Over the last decade, the brothers have succeeded in installing five pivots, all of which use LEPA (Low Energy Precision Application) technology. LEPA ensures that the plant canopy remains dry and water is applied directly to every second furrow. This requires some special management and tillage practices but is also one of the most resource-efficient means of irrigation. They have also installed weather stations and monitoring systems that measure things like soil moisture, rainfall and evaporation rates, to help with inputs assessment. In 2016 they began using the “precision agriculture system”, which measures not only the average input requirements for the whole plantation but also the different needs of every individual hectare, and then with aid of GPS monitoring, they are able to ensure that each plant receives only the nutrients and water it needs.

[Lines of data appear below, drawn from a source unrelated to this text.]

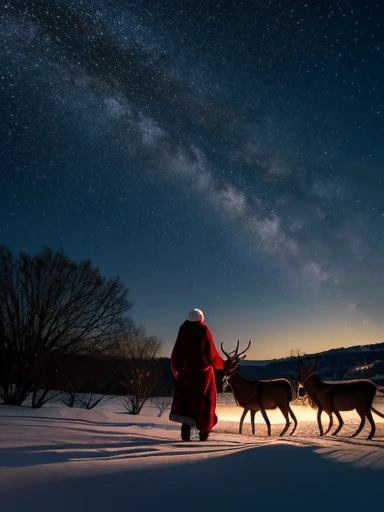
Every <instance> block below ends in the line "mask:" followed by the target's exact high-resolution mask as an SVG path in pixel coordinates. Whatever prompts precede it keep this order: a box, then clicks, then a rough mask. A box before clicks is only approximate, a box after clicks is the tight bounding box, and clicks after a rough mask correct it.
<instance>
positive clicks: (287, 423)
mask: <svg viewBox="0 0 384 512" xmlns="http://www.w3.org/2000/svg"><path fill="white" fill-rule="evenodd" d="M279 409H280V411H281V412H282V414H283V416H284V418H285V427H284V428H283V430H282V431H281V432H280V434H279V435H280V437H282V436H283V435H284V434H285V433H286V431H287V430H288V429H289V424H290V421H289V416H288V410H287V411H285V410H283V409H282V408H281V407H279Z"/></svg>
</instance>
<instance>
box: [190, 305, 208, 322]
mask: <svg viewBox="0 0 384 512" xmlns="http://www.w3.org/2000/svg"><path fill="white" fill-rule="evenodd" d="M187 319H188V320H189V321H191V322H204V313H203V312H202V311H201V309H197V308H195V309H192V310H191V311H190V312H189V313H188V317H187Z"/></svg>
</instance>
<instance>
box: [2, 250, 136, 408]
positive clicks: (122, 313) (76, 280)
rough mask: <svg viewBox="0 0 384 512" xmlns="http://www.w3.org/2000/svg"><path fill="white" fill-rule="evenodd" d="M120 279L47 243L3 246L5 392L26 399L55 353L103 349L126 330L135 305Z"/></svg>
mask: <svg viewBox="0 0 384 512" xmlns="http://www.w3.org/2000/svg"><path fill="white" fill-rule="evenodd" d="M126 295H127V290H126V289H125V288H124V287H123V285H122V284H121V283H120V281H119V279H118V278H116V279H113V280H107V279H105V278H102V277H101V276H100V273H99V271H98V269H95V268H93V267H92V265H91V262H90V261H89V260H87V261H82V262H80V263H76V262H73V261H72V260H70V259H69V258H67V257H66V256H65V255H64V254H63V253H62V252H53V251H52V250H51V249H49V248H45V249H44V250H42V251H41V252H40V253H38V254H36V255H35V256H33V257H31V256H29V255H27V254H24V253H21V254H20V255H19V256H18V257H15V256H14V255H13V254H12V253H11V251H10V250H8V249H7V248H5V247H0V398H1V399H2V400H3V401H4V403H6V404H12V405H20V404H22V403H23V401H24V400H25V398H26V397H27V395H28V393H29V392H30V391H31V389H32V388H33V386H34V384H35V383H36V381H38V380H39V379H40V378H41V377H43V376H44V372H45V371H46V369H47V367H49V359H50V356H51V354H53V353H55V354H58V353H65V354H68V353H78V352H81V351H83V352H84V351H88V352H90V351H100V350H103V348H104V347H105V346H106V345H107V344H108V343H111V342H114V341H115V340H116V338H117V337H118V336H119V335H121V333H122V332H123V331H124V329H125V325H126V323H127V320H126V319H125V318H124V315H125V313H126V311H127V310H129V308H130V307H131V303H130V302H128V300H127V298H126Z"/></svg>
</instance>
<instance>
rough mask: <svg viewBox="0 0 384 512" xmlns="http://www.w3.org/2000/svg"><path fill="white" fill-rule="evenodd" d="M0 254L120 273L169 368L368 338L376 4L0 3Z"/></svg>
mask: <svg viewBox="0 0 384 512" xmlns="http://www.w3.org/2000/svg"><path fill="white" fill-rule="evenodd" d="M0 6H1V7H0V20H1V21H0V44H1V52H0V105H1V124H0V244H2V245H6V246H7V247H9V248H10V249H12V250H13V251H15V252H19V251H25V252H28V253H30V254H33V253H35V252H37V251H39V250H41V249H42V247H43V246H44V245H47V246H50V247H52V248H54V249H62V250H63V251H64V252H65V253H66V254H67V255H68V256H70V257H71V258H73V259H75V260H81V259H87V258H90V259H91V260H92V262H93V264H94V265H95V266H97V267H99V268H100V271H101V273H102V274H103V275H105V276H107V277H114V276H120V277H121V279H122V281H123V283H124V284H126V286H127V287H128V288H129V299H130V300H131V301H132V302H133V304H134V306H133V308H132V309H131V312H130V313H131V316H132V318H133V319H134V320H135V322H136V323H137V324H140V325H144V326H145V328H146V330H147V333H148V334H151V335H157V336H159V337H160V338H161V339H162V340H163V349H162V354H163V355H164V356H169V354H170V350H171V348H172V345H173V343H174V341H175V338H176V335H177V330H178V327H179V325H180V324H181V323H182V322H183V321H184V319H185V318H186V314H187V312H188V310H189V309H191V308H194V307H198V308H201V309H202V310H203V311H204V313H205V317H206V321H207V323H208V325H209V326H210V328H211V330H212V334H213V336H214V338H215V340H216V343H217V344H218V345H219V344H220V342H221V341H223V342H224V344H225V346H226V347H227V348H228V349H231V348H233V347H234V344H235V342H236V341H237V340H238V339H239V340H240V342H241V343H244V344H245V343H246V342H248V340H252V342H253V343H252V349H251V350H250V351H249V357H250V358H254V359H269V358H273V357H284V356H289V355H290V352H291V350H294V351H295V352H297V350H298V349H300V350H301V351H303V352H307V353H310V352H313V351H317V350H325V349H328V348H332V347H340V346H350V345H354V344H366V343H375V342H379V341H383V340H384V314H383V312H384V311H383V310H384V169H383V164H384V123H383V122H384V2H383V1H382V0H377V1H371V0H366V1H362V0H355V1H354V0H338V1H336V0H333V1H330V0H329V1H328V0H306V1H299V0H280V1H277V0H276V1H275V0H271V1H269V2H268V1H266V0H265V1H257V0H253V1H252V0H249V1H240V0H233V1H229V0H227V1H221V0H217V1H208V0H161V1H160V0H158V1H154V0H152V1H151V0H142V1H140V0H136V1H129V0H108V1H107V0H50V1H44V0H24V1H18V0H9V1H4V0H1V1H0Z"/></svg>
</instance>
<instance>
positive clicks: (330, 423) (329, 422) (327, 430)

In addition to their conservation activities, Ecoagricola engages socially with the small farmer communities that surround them. They have helped many of these small farmers with fiscal education and helped them sell their produce at the estate’s canteen and also to other companies and markets. Marcelo and Roberto also regularly participate in their community meetings and try to find ways to collectively help and support their local community. They also help directly by investing in specific community needs, such as school repairs, uniforms for students, etc.

Judite, the cook at Serra do Cabral, summed up the Flanzer approach to business, their staff, and their community beautifully: “Here we don’t have boss and employee, we have family”. We are excited to be part of this family, and looking forward to establishing a very meaningful, positive and fruitful relationship with Marcelo and Roberto. Their professionalism, enthusiasm, openness, and motivation to continue to improve and do things better is exciting and inspiring. The results of their hard work are already in the cup, and we can’t wait to see how they continue to evolve and be part of this journey with them.

Head here to learn more about the Flanzer brothers and their work in Serra do Cabral.

HOW THIS COFFEE WAS PROCESSED

Since 2015, the Flanzer family has embarked on a quality-driven project for post-harvesting with the University of Lavras, coordinated by Professor Flavio Borém. Professor Borém is one of the world’s leading coffee quality researchers, and his advice has been crucial in informing the farm’s post-harvest practices.

Lots are defined by plot, variety, and method (natural, pulped natural), and 100% traceability is maintained from the moment the cherry is picked. During quality control and sensory analysis, every lot is assessed by the QC team (which is headed up by full-time Q-Grader, Danilo), and any quality issues can be traced back to the individual hectare, helping identify and prevent any future issues.

This coffee is a special 540kg micro-lot has been processed using ‘Tropical Natural Fermentation’. Cherries are collected ripe and stored closed in bags for around 24 hours below the coffee tree, in the shade, where the heat is not so strong. Here the coffee ferments (this method is sometimes called dry fermentation). The next day, cherries are washed and then slowly dried for 15 to 20 days, on raised-beds, and turned many times a day to ensure they dry evenly. Once dry, the coffee is rested for at least 30 days with the absence of light and heat.

Marcelo and Roberto started experimenting with different processing methods in 2017, in very small quantities and various fermentation times. As they uncover which methods taste the best, they are scaling up production and making micro-lots like this one.  The climate in the Serra do Cabral is very dry during the harvest period, providing the right conditions to produce a coffee like this which has a very unique and delicious taste profile.